The Empathy That Ate Itself
Rifkin's central wager in 2009 was elegant and, at the time, almost irresistible: that the arc of human civilization bends toward empathy, that each new energy regime and communications revolution expands the circle of who we feel for, and that the climactic test would be whether we could extend that empathy to the entire biosphere before entropy swallowed us whole. Seventeen years later, the wager looks less like a prophecy and more like a beautiful equation missing a variable. He was right that global interconnectedness would intensify — the speed at which collective grief and outrage now travel would have staggered even his optimistic projections. But he could not have foreseen that the same mirror-neuron-tickling infrastructure he celebrated would become the primary delivery mechanism for tribalism, algorithmic rage, and empathy fatigue on an industrial scale. The 2004 tsunami and Princess Diana's funeral were his proof cases for rising global fellow-feeling. Today those same media channels produce not a shared mourning but competing narratives, each one an empathy silo. The tools scaled. The feeling didn't.
What Rifkin got right, and deserves real credit for, is the distributed capitalism thesis. Chapter 13 reads now as a rough sketch of the platform economy, decentralized energy grids, and collaborative production models that have partially materialized — solar rooftops, open-source everything, the rhetoric if not always the reality of peer-to-peer networks. He saw that centralized industrial capitalism was structurally incompatible with biospheric survival, and that something laterally organized would need to replace it. He was less prepared for the possibility that distributed systems would themselves be captured by new concentrations of power — that a handful of platform monopolies would sit atop the "distributed" web like feudal lords on a commons. The word "surveillance" does not appear with any urgency in this book. Neither does "data." That absence is deafening in 2026.
The blind spots cluster around a particular 2009-era faith in consciousness as a sufficient engine of change. Rifkin believed that if enough people felt the right things — biosphere consciousness, cosmopolitan empathy, ecological interconnection — the political and economic structures would follow. This is the book's deepest naivety, and it was shared by much of the progressive intellectual class of that decade. What we have learned since is that consciousness without power is sentiment, and sentiment without institutional architecture is a social media post. The climate crisis has not been a failure of awareness. Virtually everyone on Earth now knows. The IPCC reports Rifkin cited in Chapter 12 have been succeeded by AR5 and AR6, each grimmer, each more widely read, each less consequential in terms of binding action. Empathy, it turns out, is not a political program. It is a precondition at best, and a narcotic at worst — a way of feeling virtuous about feeling bad.

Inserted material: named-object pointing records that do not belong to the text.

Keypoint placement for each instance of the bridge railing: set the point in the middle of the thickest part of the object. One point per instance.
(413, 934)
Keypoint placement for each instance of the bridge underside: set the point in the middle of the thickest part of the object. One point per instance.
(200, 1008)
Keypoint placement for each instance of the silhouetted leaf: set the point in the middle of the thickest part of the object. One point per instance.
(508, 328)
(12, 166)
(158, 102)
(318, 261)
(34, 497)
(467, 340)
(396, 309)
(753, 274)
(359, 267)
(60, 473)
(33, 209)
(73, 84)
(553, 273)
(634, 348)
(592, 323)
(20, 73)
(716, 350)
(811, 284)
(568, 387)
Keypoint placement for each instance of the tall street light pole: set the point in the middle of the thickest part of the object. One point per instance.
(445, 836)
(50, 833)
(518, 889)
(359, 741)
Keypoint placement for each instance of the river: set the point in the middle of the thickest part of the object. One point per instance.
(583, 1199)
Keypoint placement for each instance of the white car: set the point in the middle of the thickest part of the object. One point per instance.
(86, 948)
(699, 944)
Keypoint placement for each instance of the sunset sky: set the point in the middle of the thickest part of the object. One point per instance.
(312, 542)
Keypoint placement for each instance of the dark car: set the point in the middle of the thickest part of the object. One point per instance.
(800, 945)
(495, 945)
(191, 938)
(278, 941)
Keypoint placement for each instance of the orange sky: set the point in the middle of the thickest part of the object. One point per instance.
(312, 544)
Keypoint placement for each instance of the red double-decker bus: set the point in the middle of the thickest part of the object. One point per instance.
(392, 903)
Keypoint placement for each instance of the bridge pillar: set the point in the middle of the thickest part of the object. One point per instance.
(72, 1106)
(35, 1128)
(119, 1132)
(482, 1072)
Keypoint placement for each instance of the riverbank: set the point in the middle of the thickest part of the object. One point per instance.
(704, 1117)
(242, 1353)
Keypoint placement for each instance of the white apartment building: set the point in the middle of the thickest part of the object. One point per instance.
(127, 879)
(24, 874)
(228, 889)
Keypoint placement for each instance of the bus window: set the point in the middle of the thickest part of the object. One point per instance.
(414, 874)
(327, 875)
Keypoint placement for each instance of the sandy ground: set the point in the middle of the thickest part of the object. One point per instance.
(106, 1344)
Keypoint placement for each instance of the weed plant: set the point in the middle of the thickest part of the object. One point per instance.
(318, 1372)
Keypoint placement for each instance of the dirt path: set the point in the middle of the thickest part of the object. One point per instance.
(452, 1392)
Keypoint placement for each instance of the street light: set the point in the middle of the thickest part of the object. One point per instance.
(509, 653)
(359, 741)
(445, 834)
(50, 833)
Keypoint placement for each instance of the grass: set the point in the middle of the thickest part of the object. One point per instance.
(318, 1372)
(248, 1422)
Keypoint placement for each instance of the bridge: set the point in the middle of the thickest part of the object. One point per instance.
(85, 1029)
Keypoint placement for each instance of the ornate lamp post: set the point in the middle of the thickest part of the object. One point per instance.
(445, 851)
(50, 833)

Still, there is something in this book that resists easy dismissal. Rifkin's long historical chapters — on Rome, on the medieval soft industrial revolution, on the theological brain — remain genuinely useful as a framework for thinking about how energy regimes, communication technologies, and moral imagination co-evolve. He was drawing on Mumford, on Eisenstein, on the deep historians of technology, and synthesizing them into a narrative that later writers on the Anthropocene, the energy transition, and the meaning crisis have drawn from whether they cite him or not. The book sits at a hinge point in the corpus: after the first wave of climate alarm literature, before the darker turn toward adaptation, triage, and civilizational risk assessment that defines the 2020s. It is the last major work of ecological optimism that doesn't feel performative. Rifkin meant it. He believed the climb to global peak empathy was underway. Chapter 11's title now reads like an artifact from a more innocent geology.
The question the book raises now, which it could not have raised in 2009: If empathy scales with communication infrastructure, and that infrastructure has been engineered since 2009 to maximize engagement rather than understanding, is the empathy-entropy paradox even the right frame anymore — or have we entered a third condition, one where the capacity for fellow-feeling is abundant but perpetually misdirected, leaving us neither empathic nor entropic but simply stuck?